Tuesday, January 3, 2012
Ethos, Pathos and Logos in Ads
Before the holiday break, I was teaching persuasive writing techniques to my students. This last week, I was laid up and couldn't do much but watch TV. Out of boredom, I began deconstructing commercials to see which persuasive techniques, ethos, pathos and logos, they used.
The most overt were the pathos-based ads soliciting money for abused or abandoned animals. Just try not be emotionally sucked in by a shaking puppy with big, sad eyes with Sarah McLaughlin singing "Silent Night" in the background. The name of the organization could have been "Creepy Guys Who Don't Really Care About Animals" and people would still open their wallets.

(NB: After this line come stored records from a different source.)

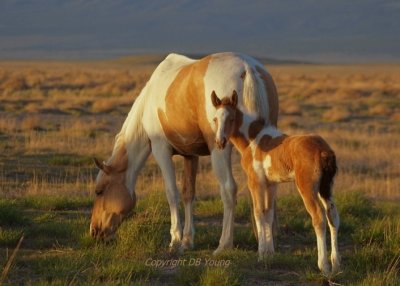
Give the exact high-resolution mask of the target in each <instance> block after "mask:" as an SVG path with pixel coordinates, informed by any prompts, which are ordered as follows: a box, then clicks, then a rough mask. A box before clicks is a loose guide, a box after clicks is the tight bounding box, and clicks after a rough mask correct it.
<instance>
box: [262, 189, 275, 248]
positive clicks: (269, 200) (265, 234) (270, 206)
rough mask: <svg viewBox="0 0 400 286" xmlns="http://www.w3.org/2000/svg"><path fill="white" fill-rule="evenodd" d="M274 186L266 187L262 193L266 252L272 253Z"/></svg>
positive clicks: (274, 194) (272, 243) (272, 237)
mask: <svg viewBox="0 0 400 286" xmlns="http://www.w3.org/2000/svg"><path fill="white" fill-rule="evenodd" d="M276 189H277V186H276V184H271V185H267V186H266V190H265V191H264V208H265V211H264V217H265V241H266V251H267V252H268V253H274V236H273V233H274V225H275V224H276V222H275V205H276V204H275V200H276Z"/></svg>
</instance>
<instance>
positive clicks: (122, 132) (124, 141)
mask: <svg viewBox="0 0 400 286" xmlns="http://www.w3.org/2000/svg"><path fill="white" fill-rule="evenodd" d="M146 88H147V85H146V86H145V87H144V88H143V89H142V91H141V93H140V94H139V96H138V97H137V98H136V100H135V102H134V103H133V105H132V108H131V110H130V111H129V113H128V116H127V118H126V119H125V121H124V123H123V125H122V128H121V130H120V132H119V133H118V134H117V135H116V136H115V143H114V148H113V152H112V155H111V157H110V159H109V160H108V162H109V163H111V162H113V161H114V160H115V159H117V156H118V154H120V152H119V151H120V149H121V148H127V146H126V145H127V144H129V143H130V142H139V141H142V142H143V141H147V140H148V137H147V134H146V132H145V130H144V128H143V125H142V117H143V111H144V107H145V101H146V92H145V90H146ZM126 151H127V152H128V150H126Z"/></svg>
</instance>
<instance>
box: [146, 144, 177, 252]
mask: <svg viewBox="0 0 400 286" xmlns="http://www.w3.org/2000/svg"><path fill="white" fill-rule="evenodd" d="M152 152H153V155H154V158H155V159H156V161H157V163H158V165H159V166H160V169H161V173H162V175H163V178H164V182H165V188H166V193H167V199H168V204H169V208H170V212H171V229H170V233H171V243H170V244H169V246H170V248H173V249H178V248H179V247H180V246H181V240H182V227H181V221H180V218H179V191H178V187H177V185H176V177H175V166H174V162H173V161H172V150H171V148H170V146H169V145H167V144H166V143H164V142H160V143H158V142H156V143H154V142H152Z"/></svg>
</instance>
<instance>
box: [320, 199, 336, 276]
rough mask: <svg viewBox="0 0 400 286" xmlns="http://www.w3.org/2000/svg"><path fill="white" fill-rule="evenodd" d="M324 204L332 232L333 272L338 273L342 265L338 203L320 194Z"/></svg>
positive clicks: (331, 242) (332, 263) (331, 262)
mask: <svg viewBox="0 0 400 286" xmlns="http://www.w3.org/2000/svg"><path fill="white" fill-rule="evenodd" d="M320 200H321V202H322V205H323V206H324V208H325V211H326V217H327V219H328V225H329V230H330V232H331V251H332V252H331V263H332V273H337V272H338V271H339V267H340V255H339V247H338V240H337V236H338V235H337V234H338V230H339V224H340V219H339V213H338V211H337V208H336V205H335V203H334V202H333V199H332V198H329V199H324V198H322V197H321V196H320Z"/></svg>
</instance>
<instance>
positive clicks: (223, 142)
mask: <svg viewBox="0 0 400 286" xmlns="http://www.w3.org/2000/svg"><path fill="white" fill-rule="evenodd" d="M226 142H227V141H226V138H225V137H224V138H222V139H221V140H215V144H216V145H217V148H218V149H224V148H225V146H226Z"/></svg>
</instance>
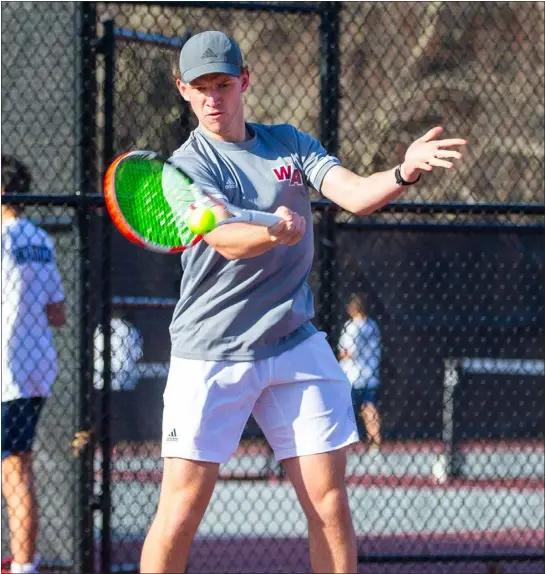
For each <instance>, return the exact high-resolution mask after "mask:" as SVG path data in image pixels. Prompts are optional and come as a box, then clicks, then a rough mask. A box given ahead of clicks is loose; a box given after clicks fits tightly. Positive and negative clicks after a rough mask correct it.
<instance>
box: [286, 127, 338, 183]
mask: <svg viewBox="0 0 545 574" xmlns="http://www.w3.org/2000/svg"><path fill="white" fill-rule="evenodd" d="M294 130H295V135H296V138H297V146H298V150H299V155H300V158H301V162H302V165H303V172H304V174H305V178H306V180H307V181H308V182H309V183H310V185H311V186H312V187H313V188H314V189H315V190H316V191H321V188H322V182H323V180H324V177H325V174H326V173H327V172H328V171H329V170H330V169H331V168H332V167H334V166H336V165H341V162H340V161H339V160H338V159H337V158H336V157H335V156H332V155H329V154H328V153H327V151H326V150H325V148H324V147H323V146H322V144H321V143H320V142H319V141H318V140H317V139H315V138H314V137H312V136H311V135H309V134H307V133H304V132H301V131H299V130H297V129H295V128H294Z"/></svg>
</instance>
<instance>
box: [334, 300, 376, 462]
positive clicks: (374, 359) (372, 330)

I was also struck by the number of actors in white doctor coats (ethos!) touting this or that. It must work, because apparently even prescription drug ads where the "doctor" tells you (as an older couple strolls through a wildflower field) that your tongue might turn purple and your eyeballs might fall out if you use the drug, are plentiful.
This could be a useful exercise in the classroom, using magazine ads for simplicity's sake if showing commercials aren't an option. After a review of ethos, pathos and logos, (I'll have a free lesson plan on this coming soon) you could divide the students into groups and have them watch commercials or go through a magazine and find and discuss examples of all three persuasion techniques.
I just completed a persuasive essay unit, and I asked my daughter to do illustrations to represent ethos, pathos and logos. When I got the one she did for pathos, I cracked up. I don't know if squirrels actually need saving, but who could resist those chubby little squirrel cheeks?